Contrasting Polymorphism of Related Small Molecule Drugs Correlated and Guided by the Computed Crystal Energy Landscape

Solid form screening and crystal structure prediction (CSP) calculations were carried out on two related molecules, 3-(4-(benzo­[d]­isoxazole-3-yl)­piperazin-1-yl)-2,2-dimethylpropanoic acid (B5) and 3-(4-dibenzo­[b,f]­[1,4]­oxepin-11-yl-piperazin-1-yl)-2,2-dimethylpropanoic acid (DB7). Only one anhydrate form was crystallized for B5, whereas multiple solid forms, including three neat polymorphs, were found for DB7. The crystal structure of B5 is P21/n Z′ = 1 with intramolecular hydrogen bonding, whereas Forms I and II of DB7 are conformational polymorphs with distinct Z′ = 1 P1̅ structures and intermolecular hydrogen bonds. A disordered structure for Form III of DB7 is proposed, based on CSP-generated structures which gave a promising match to the X-ray powder diffraction and solid state NMR data for this metastable form.
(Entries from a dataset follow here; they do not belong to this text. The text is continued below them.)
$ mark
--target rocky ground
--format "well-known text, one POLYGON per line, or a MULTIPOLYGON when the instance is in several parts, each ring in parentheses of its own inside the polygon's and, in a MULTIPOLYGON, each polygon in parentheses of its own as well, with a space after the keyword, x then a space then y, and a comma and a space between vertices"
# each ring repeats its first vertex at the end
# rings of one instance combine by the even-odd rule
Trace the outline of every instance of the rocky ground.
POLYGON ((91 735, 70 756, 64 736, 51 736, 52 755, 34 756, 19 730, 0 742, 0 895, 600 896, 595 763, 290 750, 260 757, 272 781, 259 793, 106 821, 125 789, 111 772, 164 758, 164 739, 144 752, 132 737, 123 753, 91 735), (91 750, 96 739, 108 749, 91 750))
The differences in the hydrogen bonding and experimental solid form landscapes of the two molecules appear to arise from the dominance of the self-assembly of the benzoisoxazolepiperazinyl and dibenzoxepinylpiperazinyl fragments and the consequent inability to produce amorphous or solvate forms as intermediates for B5. There is a subtle balance between the intramolecular conformational energy and the intermolecular dispersion, electrostatic and polarization interactions apparent in the analysis of the computationally generated thermodynamically competitive structures, which makes their relative stability quite sensitive to the computational method used. The value of simultaneously exploring the computationally and experimentally generated solid form landscapes of molecules in pharmaceutical development is discussed.